The team is working to make the system more transparent about why it makes specific predictions. Fire controllers need to understand the reasoning behind predictions to trust them, particularly when they differ from other models. Explainable AI techniques can help by highlighting which input factors most strongly influence predictions.
There’s also work on incorporating climate change projections. As average temperatures increase and rainfall patterns shift, historical fire behaviour data becomes less representative of future conditions. Adjusting machine learning models to account for changing baseline conditions is technically challenging but necessary.
Computational requirements currently limit how quickly the system can generate predictions. The team is optimising code and exploring specialised hardware that could reduce prediction generation time from 15 minutes to near-real-time. Faster updates would enable better tactical decision-making during rapidly evolving fires.
Research Collaboration
The development involved partnerships between CSIRO, state fire agencies, the Bureau of Meteorology, and several universities. Each brought different expertise: fire behaviour science, operational fire management, weather forecasting, or machine learning engineering.
Industry partners contributed sensor systems and data management infrastructure. Telstra provided communications capability for remote sensors. Satellite data providers supplied additional imagery beyond publicly available sources.
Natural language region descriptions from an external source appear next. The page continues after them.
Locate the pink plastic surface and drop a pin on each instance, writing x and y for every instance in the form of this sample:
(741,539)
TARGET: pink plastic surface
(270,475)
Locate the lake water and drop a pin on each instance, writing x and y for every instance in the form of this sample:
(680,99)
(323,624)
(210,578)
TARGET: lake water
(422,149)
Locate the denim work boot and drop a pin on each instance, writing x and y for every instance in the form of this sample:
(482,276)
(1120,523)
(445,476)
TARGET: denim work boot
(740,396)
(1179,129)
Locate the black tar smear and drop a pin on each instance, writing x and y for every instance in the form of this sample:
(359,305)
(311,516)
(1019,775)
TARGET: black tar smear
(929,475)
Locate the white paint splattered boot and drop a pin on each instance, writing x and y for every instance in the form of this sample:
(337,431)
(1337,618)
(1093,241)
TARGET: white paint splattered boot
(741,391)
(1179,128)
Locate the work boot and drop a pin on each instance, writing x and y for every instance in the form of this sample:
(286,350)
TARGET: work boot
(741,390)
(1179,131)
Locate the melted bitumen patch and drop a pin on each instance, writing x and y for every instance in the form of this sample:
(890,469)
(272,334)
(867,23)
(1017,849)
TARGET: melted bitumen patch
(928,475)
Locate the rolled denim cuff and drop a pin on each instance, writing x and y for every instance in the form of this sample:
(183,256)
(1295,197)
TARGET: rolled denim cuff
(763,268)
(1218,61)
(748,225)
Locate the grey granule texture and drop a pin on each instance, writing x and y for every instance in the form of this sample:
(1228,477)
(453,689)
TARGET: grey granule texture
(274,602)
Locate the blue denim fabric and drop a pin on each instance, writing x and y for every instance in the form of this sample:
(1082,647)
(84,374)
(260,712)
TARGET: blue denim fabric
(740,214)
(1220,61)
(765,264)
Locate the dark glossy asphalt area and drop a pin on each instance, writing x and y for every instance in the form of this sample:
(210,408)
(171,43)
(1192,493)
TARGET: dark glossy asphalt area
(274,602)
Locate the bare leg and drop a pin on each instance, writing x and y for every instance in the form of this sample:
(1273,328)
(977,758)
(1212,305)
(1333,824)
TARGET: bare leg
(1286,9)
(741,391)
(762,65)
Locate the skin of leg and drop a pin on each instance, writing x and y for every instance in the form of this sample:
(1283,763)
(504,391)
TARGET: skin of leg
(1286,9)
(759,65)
Funding came primarily from the Bushfire and Natural Hazards Cooperative Research Centre, with additional support from state governments. The investment reflects recognition that improved fire prediction could save lives and reduce property losses.
For communities in fire-prone areas, the system may eventually contribute to more accurate and timely warnings. But that depends on successful operational integration and continued refinement based on real-world use. The technology shows promise, but translating research outcomes into operational capability takes time and careful validation.